L’episodio è particolarmente illuminante della difficoltà che incontra il metodo verificazionista dal punto di vista di Popper. Anche se, come sostenevano i primi neopositivisti, tutta la metafisica può essere espunta dal novero degli enunciati empiricamente controllabili, purtroppo esistono ugualmente teorie supportate da un alto numero di conferme e che tuttavia non possono dirsi scientifiche: è il caso della psicanalisi, del marxismo, e in generale di ogni teoria sulla realtà che cerchi verifiche alle sue previsioni. E’ sempre possibile, infatti, per chi le cerca, trovare delle conferme, o reinterpretando i fatti, o correggendo il significato dei termini, o semplicemente selezionando tra i fatti quelli che rispondono alle proprie aspettative. 

Non è sbagliato cercare di demarcare scienza e non-scienza, né cercare nell’esperienza un criterio per tale demarcazione. Ciò che è sbagliato è aspettarsi dall’esperienza una verifica, una conferma. L’esperienza, per Popper, non potrà mai verificare una teoria: ma, se quella teoria è scientifica, potrà falsificarla. Mentre un fatto unico basta a rendere falsa una teoria scientifica (come ci insegna il modus tollens della logica classica), nessuna teoria scientifica può essere resa vera, nemmeno da moltissimi fatti (come ci insegna l’avvertenza di non cadere nella fallacia dell’affermazione del conseguente).
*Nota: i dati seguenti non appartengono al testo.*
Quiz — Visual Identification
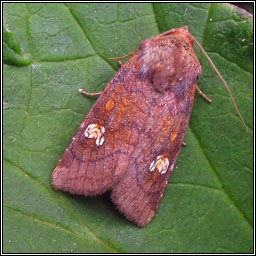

A questo proposito, Popper parla di asimmetria fra verificazione e falsificazione. Per falsificare un enunciato basta un fatto che lo contraddica, mentre per verificarlo ne servirebbero infiniti. Tuttavia, a differenza del criterio di verificazione per i neopositivisti, la falsificazione è per Popper solo un criterio di demarcazione, non di significato.